HANSEN, Edward C., Department of Geological and Environmental Sciences, Hope College, 35 E. 12th Street, Holland, MI 49423, hansen@hope.edu

In many undergraduate research programs the faculty mentor starts as the expert and the student as the apprentice. In contrast to this are situations in which the research area is new to both students and professor. In this case they begin on a more equal footing exploring unfamiliar territory together. For students this can increase their interest, encourage initiative and foster a sense of ownership of the work. For the professor this can ease the transition into a new field. These advantages are illustrated with an example from the Hope College undergraduate research program. In 1999, after working on research problems in metamorphic geology for 20 years, Ed Hansen began work on the geomorphic history of Lake Michigan sand dunes with Martin Van Oort, an undergraduate geology major. They initially concentrated on mapping paleosols in the dunes and obtaining radiocarbon dates from plant material from these soils In 2001, Ed Hansen and Brian Yurk, a geology-mathematics double major, began studying contemporary processes in the dunes.
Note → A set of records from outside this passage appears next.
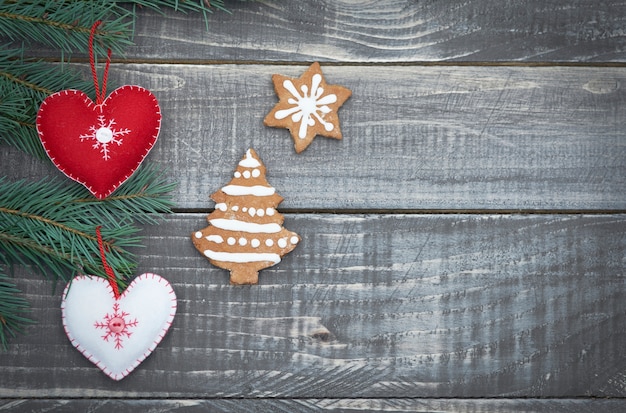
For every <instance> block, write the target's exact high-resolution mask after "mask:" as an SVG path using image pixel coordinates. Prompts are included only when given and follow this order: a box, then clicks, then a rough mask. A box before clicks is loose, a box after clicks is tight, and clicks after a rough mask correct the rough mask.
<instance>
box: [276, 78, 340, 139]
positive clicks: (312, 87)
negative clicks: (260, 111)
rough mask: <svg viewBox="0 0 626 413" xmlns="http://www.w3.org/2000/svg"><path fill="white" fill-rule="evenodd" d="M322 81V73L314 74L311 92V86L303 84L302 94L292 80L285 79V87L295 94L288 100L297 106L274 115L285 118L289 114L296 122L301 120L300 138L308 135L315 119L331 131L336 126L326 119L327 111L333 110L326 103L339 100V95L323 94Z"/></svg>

This work concentrated on the measurement of sand transportation and deposition with sand traps and deposition pins and the measurement of wind flow patterns with arrays of anemometers and wind vanes. Both Martin and Brian were actively involved in the project for 2 academic years and 2 summers. Both students took unusually large amounts of initiative in planning the projects, searching and reading background literature, developing techniques and interpreting results. They also were unusually active in the presentation of the results. Martin made 5 and Brian 4 presentations at national or regional meetings. Martin is first author on one published paper while Brian is first author on a manuscript in preparation. Both students wrote successful research proposals which funded one summer of research. Both students acted as mentors to other students who became involved in the research later. The active involvement of the two students allowed Ed Hansen to make the transition into a new research field much more rapidly than he could have done otherwise. Two experienced eolian geomorphologists, Dr. Alan Arbogast at Michigan State University and Dr. Deanna vanDijk at Calvin College, acted as collaborators and consultants for portions of this project and their roles as advisors was invaluable.